# Groq API - Linear Tutorial

The following tutorial will implement a Linear Layer that includes:
    Matmul -> Bias Add -> ReLu

By the end of this tutorial, you should feel comfortable with the following concepts:
* VXM Chaining

It is expected that you have finished reading the Linear Layer section of the Groq API Tutorial Guide prior to going through this tutorial. 

## Build Your Program
Begin by importing the following packages. Since we'll be using the matmul and relu component from the Neural Net library, we import groq.api.nn as well. 

In [None]:
import groq.api as g
import groq.api.nn as nn
import numpy as np
from groq.runner import tsp

print("Python packages imported successfully")

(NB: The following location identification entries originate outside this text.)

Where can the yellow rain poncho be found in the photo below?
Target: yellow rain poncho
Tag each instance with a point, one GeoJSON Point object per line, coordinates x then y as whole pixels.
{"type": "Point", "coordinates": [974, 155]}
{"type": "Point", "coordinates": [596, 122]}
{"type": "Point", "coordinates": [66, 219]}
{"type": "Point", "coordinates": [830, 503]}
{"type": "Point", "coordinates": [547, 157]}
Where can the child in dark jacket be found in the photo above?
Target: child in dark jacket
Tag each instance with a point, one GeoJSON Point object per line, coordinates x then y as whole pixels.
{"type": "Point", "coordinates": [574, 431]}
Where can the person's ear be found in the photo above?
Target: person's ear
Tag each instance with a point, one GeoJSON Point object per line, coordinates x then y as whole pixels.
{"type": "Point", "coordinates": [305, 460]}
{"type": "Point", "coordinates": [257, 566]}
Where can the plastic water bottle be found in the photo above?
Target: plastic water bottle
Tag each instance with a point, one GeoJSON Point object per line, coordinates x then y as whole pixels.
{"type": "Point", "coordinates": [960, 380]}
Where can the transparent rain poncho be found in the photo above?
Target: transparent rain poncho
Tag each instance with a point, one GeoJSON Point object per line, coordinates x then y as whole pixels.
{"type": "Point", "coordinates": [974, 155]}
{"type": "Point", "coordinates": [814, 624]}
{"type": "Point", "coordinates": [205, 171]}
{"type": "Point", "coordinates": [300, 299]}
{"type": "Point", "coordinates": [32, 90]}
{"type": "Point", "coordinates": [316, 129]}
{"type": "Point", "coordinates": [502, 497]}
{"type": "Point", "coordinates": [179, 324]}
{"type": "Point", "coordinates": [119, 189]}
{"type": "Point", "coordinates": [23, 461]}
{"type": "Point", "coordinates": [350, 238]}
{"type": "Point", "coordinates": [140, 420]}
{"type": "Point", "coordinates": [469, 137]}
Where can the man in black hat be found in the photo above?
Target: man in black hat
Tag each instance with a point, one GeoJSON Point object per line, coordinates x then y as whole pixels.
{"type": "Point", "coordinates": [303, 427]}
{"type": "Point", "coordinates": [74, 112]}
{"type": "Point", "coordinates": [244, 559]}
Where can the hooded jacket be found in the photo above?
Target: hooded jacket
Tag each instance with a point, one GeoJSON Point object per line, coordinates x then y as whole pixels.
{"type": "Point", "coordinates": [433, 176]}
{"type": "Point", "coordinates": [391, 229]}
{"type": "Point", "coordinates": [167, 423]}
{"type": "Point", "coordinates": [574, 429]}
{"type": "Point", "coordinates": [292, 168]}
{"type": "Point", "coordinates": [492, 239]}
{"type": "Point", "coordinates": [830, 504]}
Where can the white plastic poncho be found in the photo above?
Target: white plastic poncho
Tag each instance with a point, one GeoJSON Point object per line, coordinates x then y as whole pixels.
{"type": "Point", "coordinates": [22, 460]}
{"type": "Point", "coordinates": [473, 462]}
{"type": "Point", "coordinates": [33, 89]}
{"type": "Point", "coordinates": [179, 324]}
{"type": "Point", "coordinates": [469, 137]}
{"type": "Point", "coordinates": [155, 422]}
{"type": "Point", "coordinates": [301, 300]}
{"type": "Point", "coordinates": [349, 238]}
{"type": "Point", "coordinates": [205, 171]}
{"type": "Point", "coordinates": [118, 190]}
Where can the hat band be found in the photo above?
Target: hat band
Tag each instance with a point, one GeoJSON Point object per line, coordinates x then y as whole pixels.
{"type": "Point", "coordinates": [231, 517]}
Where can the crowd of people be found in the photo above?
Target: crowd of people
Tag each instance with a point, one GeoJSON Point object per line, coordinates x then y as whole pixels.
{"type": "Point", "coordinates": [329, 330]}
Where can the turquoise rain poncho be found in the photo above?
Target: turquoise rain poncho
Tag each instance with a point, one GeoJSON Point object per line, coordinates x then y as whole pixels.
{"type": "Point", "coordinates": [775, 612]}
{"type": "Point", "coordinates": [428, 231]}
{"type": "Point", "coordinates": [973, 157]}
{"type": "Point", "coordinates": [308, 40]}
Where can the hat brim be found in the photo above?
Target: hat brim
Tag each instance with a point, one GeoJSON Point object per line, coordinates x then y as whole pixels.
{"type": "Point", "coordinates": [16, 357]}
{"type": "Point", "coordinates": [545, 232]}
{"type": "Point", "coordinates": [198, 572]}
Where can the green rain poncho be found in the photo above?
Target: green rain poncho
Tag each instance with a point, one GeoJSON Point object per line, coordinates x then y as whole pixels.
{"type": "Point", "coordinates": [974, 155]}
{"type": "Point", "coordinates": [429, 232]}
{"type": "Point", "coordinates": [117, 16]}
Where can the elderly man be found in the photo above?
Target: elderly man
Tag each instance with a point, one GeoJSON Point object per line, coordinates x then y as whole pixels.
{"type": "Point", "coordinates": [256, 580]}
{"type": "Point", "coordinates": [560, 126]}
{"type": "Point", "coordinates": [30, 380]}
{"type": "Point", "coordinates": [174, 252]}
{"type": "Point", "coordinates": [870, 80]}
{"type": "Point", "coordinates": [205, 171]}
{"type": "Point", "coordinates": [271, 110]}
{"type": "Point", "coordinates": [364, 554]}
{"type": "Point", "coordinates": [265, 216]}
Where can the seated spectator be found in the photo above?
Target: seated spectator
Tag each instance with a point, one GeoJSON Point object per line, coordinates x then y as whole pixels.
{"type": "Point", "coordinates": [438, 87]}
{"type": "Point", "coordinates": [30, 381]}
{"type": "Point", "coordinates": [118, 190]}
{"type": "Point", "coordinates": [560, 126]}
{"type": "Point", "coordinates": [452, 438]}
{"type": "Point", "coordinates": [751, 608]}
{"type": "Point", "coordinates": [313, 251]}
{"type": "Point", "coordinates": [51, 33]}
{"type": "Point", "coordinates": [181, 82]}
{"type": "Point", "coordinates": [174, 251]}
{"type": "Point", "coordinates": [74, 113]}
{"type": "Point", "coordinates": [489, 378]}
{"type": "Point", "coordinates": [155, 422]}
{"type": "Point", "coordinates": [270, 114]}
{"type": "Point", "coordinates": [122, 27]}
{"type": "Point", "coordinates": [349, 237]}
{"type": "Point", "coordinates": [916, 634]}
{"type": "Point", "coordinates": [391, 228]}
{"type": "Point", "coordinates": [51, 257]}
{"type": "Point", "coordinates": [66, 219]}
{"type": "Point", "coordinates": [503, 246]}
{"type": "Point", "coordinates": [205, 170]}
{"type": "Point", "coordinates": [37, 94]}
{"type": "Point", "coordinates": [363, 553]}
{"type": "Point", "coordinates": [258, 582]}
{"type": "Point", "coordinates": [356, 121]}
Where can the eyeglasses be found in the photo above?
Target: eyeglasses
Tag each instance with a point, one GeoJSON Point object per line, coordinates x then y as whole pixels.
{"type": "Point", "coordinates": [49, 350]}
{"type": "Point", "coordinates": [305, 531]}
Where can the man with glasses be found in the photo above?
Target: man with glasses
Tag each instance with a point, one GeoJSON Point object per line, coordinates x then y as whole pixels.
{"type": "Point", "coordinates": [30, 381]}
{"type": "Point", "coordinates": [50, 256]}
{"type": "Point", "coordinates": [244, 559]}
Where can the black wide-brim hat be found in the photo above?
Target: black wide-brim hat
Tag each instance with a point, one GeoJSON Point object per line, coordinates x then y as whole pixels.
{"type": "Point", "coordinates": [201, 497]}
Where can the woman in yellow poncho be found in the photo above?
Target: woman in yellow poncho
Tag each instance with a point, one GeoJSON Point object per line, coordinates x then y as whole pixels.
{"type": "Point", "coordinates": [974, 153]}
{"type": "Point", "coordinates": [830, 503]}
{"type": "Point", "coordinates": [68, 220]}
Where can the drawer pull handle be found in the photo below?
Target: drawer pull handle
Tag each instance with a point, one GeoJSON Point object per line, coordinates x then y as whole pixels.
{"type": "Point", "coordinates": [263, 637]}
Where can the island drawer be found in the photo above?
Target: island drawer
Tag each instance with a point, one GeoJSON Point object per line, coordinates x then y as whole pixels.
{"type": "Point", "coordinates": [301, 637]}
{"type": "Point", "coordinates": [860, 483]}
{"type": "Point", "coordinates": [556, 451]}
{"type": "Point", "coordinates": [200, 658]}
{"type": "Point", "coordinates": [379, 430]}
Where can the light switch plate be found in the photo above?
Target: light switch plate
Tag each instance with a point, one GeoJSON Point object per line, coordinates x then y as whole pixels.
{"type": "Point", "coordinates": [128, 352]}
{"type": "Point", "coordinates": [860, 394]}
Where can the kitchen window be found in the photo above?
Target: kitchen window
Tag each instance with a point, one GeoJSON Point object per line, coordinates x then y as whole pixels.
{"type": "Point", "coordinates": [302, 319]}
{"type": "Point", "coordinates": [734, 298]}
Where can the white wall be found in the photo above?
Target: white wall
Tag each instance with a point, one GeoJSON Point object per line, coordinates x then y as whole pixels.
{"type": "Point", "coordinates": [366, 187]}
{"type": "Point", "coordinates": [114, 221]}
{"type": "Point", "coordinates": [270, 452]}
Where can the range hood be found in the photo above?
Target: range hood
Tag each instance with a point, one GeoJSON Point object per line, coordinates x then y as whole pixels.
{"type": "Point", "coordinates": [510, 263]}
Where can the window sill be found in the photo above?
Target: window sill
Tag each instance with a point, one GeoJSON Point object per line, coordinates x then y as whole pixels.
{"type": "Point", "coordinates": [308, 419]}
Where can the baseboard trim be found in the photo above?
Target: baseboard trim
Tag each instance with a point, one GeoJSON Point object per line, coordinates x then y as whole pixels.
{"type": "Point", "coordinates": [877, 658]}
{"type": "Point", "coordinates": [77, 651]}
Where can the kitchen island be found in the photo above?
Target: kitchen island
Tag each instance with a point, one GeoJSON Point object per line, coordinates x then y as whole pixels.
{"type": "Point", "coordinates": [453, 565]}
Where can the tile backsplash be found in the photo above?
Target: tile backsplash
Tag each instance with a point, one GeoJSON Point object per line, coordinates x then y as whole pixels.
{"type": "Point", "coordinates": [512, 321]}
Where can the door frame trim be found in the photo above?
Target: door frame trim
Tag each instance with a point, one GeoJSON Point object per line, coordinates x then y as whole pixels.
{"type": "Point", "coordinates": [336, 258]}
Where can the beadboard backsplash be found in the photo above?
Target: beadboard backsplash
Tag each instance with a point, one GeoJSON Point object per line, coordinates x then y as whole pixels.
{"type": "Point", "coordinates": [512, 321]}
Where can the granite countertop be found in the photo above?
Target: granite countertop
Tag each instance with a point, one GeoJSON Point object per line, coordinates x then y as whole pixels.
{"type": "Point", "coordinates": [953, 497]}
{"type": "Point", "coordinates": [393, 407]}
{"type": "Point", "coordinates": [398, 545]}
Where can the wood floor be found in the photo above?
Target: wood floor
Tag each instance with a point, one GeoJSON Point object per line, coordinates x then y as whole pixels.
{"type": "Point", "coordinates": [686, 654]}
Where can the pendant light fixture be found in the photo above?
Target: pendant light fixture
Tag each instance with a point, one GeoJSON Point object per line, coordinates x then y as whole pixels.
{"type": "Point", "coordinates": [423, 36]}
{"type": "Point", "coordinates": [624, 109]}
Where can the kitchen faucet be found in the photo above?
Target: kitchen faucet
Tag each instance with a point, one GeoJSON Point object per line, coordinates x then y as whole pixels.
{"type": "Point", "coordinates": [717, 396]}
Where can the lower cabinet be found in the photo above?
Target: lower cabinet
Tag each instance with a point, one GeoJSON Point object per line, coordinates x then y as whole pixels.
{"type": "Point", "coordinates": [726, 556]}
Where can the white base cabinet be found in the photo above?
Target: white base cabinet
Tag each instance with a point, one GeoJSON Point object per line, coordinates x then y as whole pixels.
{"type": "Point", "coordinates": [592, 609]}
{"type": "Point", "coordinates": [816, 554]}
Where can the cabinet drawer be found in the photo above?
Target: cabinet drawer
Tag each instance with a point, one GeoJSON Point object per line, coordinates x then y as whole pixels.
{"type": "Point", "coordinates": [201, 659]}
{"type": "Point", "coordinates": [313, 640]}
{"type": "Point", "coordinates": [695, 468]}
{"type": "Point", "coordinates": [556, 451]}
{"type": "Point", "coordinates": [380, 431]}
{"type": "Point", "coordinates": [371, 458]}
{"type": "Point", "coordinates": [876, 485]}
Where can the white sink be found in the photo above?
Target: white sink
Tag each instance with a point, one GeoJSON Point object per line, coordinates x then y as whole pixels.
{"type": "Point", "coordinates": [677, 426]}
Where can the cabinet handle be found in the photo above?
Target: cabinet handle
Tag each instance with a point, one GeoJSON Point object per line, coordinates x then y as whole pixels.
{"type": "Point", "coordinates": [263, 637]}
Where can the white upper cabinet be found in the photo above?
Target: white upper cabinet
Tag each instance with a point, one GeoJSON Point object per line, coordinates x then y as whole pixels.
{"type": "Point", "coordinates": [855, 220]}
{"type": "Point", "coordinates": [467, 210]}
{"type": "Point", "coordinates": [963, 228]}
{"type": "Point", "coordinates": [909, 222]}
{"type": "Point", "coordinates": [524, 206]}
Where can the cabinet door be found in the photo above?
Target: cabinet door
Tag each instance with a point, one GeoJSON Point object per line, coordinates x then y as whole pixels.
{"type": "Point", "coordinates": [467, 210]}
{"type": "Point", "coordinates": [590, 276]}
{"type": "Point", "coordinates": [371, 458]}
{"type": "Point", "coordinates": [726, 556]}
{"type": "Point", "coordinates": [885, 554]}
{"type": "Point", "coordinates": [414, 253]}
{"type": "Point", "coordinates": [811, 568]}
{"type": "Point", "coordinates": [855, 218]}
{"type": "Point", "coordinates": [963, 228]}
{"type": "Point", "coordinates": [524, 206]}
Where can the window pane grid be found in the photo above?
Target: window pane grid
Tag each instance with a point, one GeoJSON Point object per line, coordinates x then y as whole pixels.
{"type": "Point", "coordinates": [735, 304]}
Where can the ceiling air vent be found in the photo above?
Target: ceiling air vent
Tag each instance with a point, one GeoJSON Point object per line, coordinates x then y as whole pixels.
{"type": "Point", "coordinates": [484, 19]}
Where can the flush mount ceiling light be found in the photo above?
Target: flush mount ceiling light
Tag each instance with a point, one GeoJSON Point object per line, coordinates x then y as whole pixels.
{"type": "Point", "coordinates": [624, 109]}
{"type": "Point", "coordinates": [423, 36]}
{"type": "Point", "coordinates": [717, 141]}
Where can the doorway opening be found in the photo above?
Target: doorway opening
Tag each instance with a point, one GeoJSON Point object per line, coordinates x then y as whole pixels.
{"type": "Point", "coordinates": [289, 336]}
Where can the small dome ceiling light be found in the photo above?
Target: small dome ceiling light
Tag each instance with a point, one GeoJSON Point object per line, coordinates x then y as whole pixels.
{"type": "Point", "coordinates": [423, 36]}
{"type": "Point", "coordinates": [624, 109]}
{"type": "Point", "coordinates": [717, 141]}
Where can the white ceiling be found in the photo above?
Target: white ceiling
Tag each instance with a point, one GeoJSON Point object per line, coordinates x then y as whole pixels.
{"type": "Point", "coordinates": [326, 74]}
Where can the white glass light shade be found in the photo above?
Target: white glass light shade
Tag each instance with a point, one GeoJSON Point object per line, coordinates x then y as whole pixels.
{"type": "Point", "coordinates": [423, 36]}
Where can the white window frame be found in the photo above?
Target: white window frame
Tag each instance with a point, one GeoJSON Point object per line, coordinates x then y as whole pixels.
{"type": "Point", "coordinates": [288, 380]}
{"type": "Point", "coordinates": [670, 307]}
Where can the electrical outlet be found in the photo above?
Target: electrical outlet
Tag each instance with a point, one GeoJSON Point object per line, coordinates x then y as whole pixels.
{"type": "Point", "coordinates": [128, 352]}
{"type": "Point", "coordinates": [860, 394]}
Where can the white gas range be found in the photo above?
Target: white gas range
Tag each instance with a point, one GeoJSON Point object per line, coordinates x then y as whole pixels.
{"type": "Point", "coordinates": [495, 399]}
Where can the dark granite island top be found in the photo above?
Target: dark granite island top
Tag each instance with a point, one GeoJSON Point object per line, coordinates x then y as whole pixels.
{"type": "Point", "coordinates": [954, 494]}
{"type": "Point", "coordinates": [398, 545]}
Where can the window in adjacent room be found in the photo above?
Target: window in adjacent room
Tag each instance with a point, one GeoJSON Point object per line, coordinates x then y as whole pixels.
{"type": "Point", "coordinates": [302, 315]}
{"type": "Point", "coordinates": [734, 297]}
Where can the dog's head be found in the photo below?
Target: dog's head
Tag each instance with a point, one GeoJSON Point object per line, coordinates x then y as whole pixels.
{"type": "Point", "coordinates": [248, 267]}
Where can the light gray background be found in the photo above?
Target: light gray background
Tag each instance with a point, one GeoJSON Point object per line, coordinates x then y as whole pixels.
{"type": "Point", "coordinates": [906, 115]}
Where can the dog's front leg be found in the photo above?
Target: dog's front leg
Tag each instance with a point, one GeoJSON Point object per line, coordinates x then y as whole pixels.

## Prepare Data for Program
First, we'll setup our input data. We've selected a size of 320 so that we can show a full MXM matrix multiplication. To fully exercise our linear layer, we will need data with both positive and negative numbers, so we start with a random sample between 0 and 1 and subtract -0.5 to get a range between -0.5 and 0.5. This is so that the ReLU has an effect as it sets negative values to zero and passes anything greater than 0. 

In [None]:
size = 320
v_shape = (1, size)       # Vector shape for the bias add
mat_shape = (size, size)  # Size for Input data and weights

input_data = np.random.random_sample(size=mat_shape).astype(np.float16) - 0.5

bias_data = np.random.random_sample(size=v_shape).astype(np.float32)  # Bias is FP32 as the matmul from the MXM returns results in FP32
weights_data = np.random.random_sample(size=mat_shape).astype(np.float16) - 0.5

Next, we'll create an input data placeholder for the activations of the matmul. We use the recommended layout for the matmul activations for FP16. This is discussed in the Multi-Matmul Tutorial or can be referenced in the Groq API Reference Guide for nn.matmul(). 

In [None]:
input_mt = g.input_tensor(
    shape=mat_shape,
    name="input_matrix",            # always name when possible
    layout="H1(W), -1, S2(4-38)",   # layout to match the activation matrix. 
    dtype=g.float16,
)

The following instantiates the top level for the Linear Layer. Prior to implementation, it's important to make a VXM chaining plan. The Groq API Tutorial Guide supplements the information provided here:

* nn.matmul() reserves ALUs \[4] and \[5] to finish the matmul operation and the data leaves the West MXM, arriving at the VXM on StreamGroups 3E and 4E for the lower and upper byte planes (Byte Plane 0 and Byte Plane 1, respectively).
    * Matmul results are combined in ALU\[4] 
    * and accumulated in ALU\[5]

Since we're implementing a Linear Layer that includes Bias and ReLU operations, we need two more StreamGroups for the following:
 * bias -> Add tensor
 * relu (max) -> Zero tensor (which will check for values less than zero and mask with the zero tensor)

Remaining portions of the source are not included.